Next Monday, Ivan "Pudge" Rodriguez, considered one of Major League Baseball's greatest catchers, will announce his retirement.
The news was first reported by the AP and confirmed today by the Texas Rangers, the team where Rodriguez made his debut.
Rodriguez, a 14-time All-Star, won a record 13 Gold Golves. The AP reports:
"A fan favorite known as Pudge, Rodriguez was only 19 when he made his major league debut with Texas on June 20, 1991. He played the first 12 of his 21 major league seasons with Texas, and returned to the Rangers briefly in 2009.
"Rodriguez caught a major league-record 2,427 games, and hit .296 with 311 home runs and 1,332 RBIs in 2,543 games overall with Texas (1991-2002, 2009), Florida (2003), Detroit (2004-08), the Yankees (2008), Houston (2009), and Washington (2010-11).
"When the Rangers won their third AL West title in a four-year span in 1999, Rodriguez hit .332 with 35 home runs and 113 RBIs and was the American League MVP."
Christina Kahrl over at ESPN has a a very nice retrospective. Being a catcher is hard work, she writes. It's one of those positions that takes a heavy toll on a body, so it's that a catcher hangs in there for so long and even more rare that a catcher has a productive sunset.

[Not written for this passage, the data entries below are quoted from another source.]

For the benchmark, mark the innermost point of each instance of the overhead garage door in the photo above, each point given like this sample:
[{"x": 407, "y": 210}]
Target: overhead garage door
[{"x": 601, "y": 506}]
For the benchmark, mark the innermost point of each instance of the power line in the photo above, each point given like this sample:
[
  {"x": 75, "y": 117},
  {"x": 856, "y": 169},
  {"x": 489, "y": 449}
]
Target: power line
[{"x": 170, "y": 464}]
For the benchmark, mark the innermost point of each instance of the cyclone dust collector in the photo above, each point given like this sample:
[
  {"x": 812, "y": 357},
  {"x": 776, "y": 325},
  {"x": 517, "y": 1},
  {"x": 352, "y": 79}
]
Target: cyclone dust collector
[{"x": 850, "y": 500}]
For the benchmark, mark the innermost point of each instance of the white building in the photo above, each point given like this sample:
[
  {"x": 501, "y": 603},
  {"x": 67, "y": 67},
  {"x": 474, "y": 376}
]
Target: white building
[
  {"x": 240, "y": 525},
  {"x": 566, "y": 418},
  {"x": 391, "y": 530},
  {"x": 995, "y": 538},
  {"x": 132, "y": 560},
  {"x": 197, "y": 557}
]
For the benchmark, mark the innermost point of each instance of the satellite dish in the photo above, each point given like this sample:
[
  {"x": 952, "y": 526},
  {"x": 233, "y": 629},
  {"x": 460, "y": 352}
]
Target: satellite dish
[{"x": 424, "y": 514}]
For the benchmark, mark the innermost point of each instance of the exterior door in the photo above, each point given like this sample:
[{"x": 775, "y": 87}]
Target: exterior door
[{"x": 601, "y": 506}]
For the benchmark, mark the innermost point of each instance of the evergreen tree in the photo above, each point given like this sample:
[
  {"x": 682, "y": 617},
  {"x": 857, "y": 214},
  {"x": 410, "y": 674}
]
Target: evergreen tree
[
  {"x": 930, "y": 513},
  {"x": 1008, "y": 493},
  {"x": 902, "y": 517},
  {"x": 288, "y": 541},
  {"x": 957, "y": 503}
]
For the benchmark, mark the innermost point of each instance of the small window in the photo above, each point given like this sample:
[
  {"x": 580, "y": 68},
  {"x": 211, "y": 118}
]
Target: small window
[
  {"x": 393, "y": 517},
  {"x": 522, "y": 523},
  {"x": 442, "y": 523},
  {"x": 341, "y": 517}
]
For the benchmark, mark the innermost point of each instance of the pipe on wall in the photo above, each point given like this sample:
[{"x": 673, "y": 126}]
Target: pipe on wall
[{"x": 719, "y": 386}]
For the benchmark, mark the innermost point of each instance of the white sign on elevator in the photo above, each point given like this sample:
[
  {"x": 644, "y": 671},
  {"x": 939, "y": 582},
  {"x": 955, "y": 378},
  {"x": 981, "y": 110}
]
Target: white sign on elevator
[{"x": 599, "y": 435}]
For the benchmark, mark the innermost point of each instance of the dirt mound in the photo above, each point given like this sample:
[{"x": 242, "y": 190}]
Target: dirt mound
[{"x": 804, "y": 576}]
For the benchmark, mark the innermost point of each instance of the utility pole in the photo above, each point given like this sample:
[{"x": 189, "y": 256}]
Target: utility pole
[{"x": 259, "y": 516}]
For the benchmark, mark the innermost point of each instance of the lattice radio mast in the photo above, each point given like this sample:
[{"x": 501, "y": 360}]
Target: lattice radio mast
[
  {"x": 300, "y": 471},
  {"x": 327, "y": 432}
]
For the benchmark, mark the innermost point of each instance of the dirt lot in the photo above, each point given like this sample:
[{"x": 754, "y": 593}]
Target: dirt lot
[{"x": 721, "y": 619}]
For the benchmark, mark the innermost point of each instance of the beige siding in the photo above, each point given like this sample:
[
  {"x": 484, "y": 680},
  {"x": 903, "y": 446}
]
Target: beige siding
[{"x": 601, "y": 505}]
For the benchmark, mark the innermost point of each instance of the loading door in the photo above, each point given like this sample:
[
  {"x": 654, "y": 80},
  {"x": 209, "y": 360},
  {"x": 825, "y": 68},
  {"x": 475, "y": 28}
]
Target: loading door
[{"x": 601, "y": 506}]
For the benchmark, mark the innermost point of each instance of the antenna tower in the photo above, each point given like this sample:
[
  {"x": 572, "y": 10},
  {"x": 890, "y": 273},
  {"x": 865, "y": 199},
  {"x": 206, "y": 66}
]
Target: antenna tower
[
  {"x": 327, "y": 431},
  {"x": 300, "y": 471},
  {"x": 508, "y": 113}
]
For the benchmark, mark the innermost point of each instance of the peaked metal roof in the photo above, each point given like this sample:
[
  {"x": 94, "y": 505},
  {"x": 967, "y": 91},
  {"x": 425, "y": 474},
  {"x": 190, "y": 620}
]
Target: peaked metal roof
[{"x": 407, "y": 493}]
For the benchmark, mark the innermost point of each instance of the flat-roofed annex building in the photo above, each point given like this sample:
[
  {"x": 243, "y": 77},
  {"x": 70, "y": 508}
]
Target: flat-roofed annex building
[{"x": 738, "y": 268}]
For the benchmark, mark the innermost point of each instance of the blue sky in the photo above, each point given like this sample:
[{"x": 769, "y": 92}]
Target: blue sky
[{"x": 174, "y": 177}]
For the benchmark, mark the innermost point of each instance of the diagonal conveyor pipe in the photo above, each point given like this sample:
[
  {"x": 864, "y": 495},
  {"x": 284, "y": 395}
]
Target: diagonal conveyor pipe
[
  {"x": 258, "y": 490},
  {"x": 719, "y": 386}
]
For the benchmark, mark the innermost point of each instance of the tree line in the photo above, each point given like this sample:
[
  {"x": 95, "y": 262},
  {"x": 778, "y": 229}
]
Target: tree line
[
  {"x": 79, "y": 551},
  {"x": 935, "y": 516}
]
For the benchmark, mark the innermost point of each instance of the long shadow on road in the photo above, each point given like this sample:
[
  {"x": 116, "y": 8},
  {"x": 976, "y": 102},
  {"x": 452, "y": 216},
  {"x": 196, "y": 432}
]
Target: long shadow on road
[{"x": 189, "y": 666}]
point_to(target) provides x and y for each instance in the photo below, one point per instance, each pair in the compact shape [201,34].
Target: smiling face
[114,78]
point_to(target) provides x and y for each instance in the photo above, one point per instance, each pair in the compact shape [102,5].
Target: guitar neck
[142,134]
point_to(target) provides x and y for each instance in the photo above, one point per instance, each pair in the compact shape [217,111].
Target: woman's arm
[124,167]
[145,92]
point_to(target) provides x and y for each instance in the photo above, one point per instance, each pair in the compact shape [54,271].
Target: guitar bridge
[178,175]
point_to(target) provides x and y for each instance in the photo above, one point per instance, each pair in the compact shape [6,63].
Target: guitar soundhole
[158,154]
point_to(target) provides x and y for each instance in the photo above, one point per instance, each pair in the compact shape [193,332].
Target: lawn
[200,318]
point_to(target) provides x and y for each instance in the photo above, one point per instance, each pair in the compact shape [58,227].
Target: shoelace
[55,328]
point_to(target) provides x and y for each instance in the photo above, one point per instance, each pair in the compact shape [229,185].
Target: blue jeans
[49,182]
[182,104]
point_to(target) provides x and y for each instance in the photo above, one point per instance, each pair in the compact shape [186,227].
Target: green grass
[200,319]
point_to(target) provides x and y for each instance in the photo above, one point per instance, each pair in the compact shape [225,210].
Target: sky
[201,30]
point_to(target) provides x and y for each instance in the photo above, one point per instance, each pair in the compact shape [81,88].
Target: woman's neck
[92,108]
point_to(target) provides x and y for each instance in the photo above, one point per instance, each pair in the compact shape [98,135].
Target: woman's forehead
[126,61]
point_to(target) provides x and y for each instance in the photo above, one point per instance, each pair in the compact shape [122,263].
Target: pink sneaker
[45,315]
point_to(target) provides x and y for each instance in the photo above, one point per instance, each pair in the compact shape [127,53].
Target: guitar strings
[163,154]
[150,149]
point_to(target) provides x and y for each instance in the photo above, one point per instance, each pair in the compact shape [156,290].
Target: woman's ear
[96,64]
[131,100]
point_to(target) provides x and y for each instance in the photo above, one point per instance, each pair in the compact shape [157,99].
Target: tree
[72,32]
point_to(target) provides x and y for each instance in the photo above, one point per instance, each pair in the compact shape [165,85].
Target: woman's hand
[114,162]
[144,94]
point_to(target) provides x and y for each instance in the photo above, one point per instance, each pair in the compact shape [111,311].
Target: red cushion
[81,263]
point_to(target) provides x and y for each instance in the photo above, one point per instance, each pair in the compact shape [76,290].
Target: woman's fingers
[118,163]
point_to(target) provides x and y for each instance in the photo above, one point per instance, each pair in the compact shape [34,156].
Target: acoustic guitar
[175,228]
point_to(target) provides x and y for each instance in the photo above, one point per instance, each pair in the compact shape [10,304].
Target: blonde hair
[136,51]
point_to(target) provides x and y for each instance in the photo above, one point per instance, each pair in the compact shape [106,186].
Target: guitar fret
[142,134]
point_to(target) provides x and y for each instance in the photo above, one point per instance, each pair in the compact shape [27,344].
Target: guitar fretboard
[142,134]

"The great novelist F. Scott Fitzgerald said that, "There are no second acts in American lives," and maybe there's something to that, but it certainly wasn't true about Pudge Rodriguez in his career. After a dozen seasons in Texas, the man moved on to the Marlins to help lead their other, less notorious "bought" World Series in 2003, a single-season temp who was just getting started at proving he had plenty left in the tank on the back slope of his career. He was a key player on the 2006 Tigers team that upset a few apple carts by winning an American League pennant.
"That sort of second wind propelled him to the elder statesman stints that seem to reflect the end of more than a few great catchers' careers. After a pre-free agency trade to the Yankees, he'd move from Houston to Texas to Washington, an extended victory lap on a career that had seen its share of winning."